But, bulk batteries replacing internal combustion power means that the rest of the vehicle needs to be heavier to provide the needed structural support, say Blake Shaffer, an assistant professor in the department of economics and school of public policy at the University of Calgary, Maximilian Auffhammer, a professor at the University of California, Berkeley and at the National Bureau of Economic Research in Cambridge, Massachusetts, and Constantine Samaras, an associate professor in the department of civil and environmental engineering at Carnegie Mellon University in Pittsburgh.
Their article appeared in Nature, an online peer-reviewed research journal. In it, they explain that, for example, an electric Ford F-150 weighs just under 3,000 kg. An ICE version weighs just over 2,200 kg. A Nissan Leaf, which is only available as an electric, weighs almost 1,750 kg; the ICE Nissan Versa weighs about 1,200 kg.
The electric vehicle Chevrolet Volt at the 2019 Canadian International Auto Show.
This matters in the eyes of safety, the authors argued. For every 500 kg difference in weight between vehicles, the likelihood of passengers being killed in a collision with another vehicle jumps up by 12 per cent.

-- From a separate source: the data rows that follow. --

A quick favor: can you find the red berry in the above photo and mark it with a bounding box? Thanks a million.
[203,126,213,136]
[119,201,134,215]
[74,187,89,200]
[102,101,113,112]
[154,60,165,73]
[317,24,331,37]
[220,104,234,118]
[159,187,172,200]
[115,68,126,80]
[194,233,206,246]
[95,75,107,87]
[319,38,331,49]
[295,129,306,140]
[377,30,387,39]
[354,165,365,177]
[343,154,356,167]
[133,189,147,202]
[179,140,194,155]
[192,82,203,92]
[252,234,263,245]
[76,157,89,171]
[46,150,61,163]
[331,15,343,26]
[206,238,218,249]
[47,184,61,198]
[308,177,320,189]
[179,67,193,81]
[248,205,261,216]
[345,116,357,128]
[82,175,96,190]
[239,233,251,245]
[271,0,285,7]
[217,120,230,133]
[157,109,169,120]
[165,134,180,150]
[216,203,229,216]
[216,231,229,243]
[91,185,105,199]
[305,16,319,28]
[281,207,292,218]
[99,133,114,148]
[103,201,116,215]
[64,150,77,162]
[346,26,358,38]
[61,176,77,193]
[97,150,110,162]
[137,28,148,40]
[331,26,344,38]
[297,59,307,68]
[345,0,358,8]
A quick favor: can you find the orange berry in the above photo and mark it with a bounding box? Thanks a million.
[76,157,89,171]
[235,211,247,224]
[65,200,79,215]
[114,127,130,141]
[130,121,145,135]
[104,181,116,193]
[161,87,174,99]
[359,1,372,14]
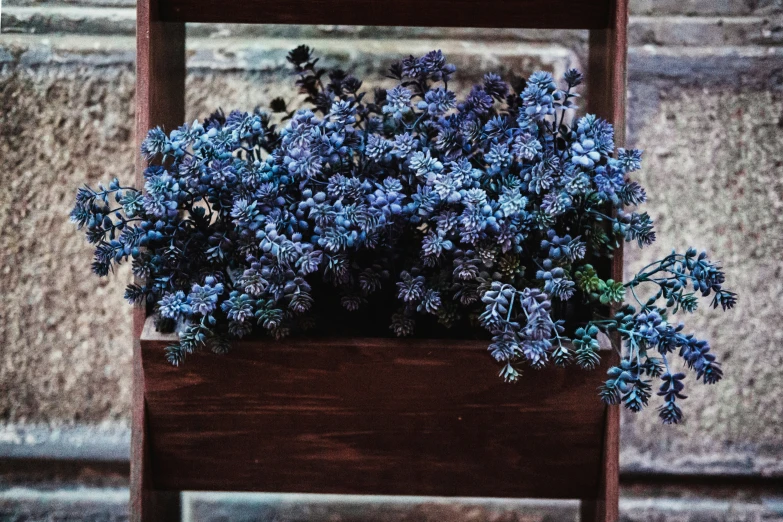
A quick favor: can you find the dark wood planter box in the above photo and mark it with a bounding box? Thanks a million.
[140,318,614,499]
[133,1,628,519]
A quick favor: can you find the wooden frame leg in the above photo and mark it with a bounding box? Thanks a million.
[580,406,620,521]
[132,3,185,516]
[131,336,182,521]
[586,3,626,519]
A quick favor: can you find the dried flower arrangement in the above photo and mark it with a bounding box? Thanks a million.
[72,47,736,423]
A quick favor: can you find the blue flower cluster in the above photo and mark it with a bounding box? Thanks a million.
[71,46,736,424]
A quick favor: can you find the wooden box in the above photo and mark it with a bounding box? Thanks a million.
[140,319,613,498]
[133,1,628,520]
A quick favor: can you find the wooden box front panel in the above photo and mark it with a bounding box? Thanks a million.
[140,320,611,498]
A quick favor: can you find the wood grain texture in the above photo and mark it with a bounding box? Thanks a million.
[141,320,612,498]
[585,0,628,518]
[135,0,186,197]
[133,1,185,520]
[130,337,146,522]
[587,0,627,147]
[157,0,612,29]
[131,338,181,522]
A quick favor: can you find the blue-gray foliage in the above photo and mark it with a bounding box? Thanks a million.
[71,46,736,424]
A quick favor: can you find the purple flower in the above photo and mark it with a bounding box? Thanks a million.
[420,88,456,116]
[465,86,493,115]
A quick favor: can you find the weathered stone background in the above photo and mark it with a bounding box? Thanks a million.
[1,0,783,520]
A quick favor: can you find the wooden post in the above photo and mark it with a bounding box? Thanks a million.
[585,0,628,520]
[131,0,185,520]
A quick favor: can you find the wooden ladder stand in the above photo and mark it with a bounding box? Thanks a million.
[132,1,627,520]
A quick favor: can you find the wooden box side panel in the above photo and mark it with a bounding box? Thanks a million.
[141,333,610,498]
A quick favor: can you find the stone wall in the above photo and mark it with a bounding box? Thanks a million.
[1,0,783,519]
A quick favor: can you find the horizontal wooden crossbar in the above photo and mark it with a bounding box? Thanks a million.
[157,0,613,29]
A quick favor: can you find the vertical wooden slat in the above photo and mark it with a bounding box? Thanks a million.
[134,0,186,195]
[587,0,628,146]
[586,0,628,520]
[131,339,181,521]
[130,339,146,521]
[131,0,185,520]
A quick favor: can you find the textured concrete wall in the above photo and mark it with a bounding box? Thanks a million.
[1,0,783,491]
[622,75,783,476]
[0,56,135,424]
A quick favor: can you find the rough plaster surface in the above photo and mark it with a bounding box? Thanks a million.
[622,87,783,475]
[0,62,135,424]
[0,33,782,476]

“This added risk wouldn’t apply if everyone drove cars of similar heft,” they wrote. “But until they do, the number of casualties in crashes is likely to increase as heavy electric vehicles join lighter existing fleets.”
Pedestrian safety is also a concern, they explained. The shift to larger SUVs from smaller passenger vehicles has contributed to an increase in pedestrian deaths. The study Pedestrian Deaths and Large Vehicles from University of Hawaii professor Justin Tyndal reports that replacing the growth of SUVs with smaller vehicles would have helped avoid 1,100 pedestrian deaths.
The authors call for a tax on heavy cars to encourage purchasing smaller vehicles, shrinking batteries, lightening frames and encouraging people to drive less by enacting policies that advocate for walking, biking and public transit.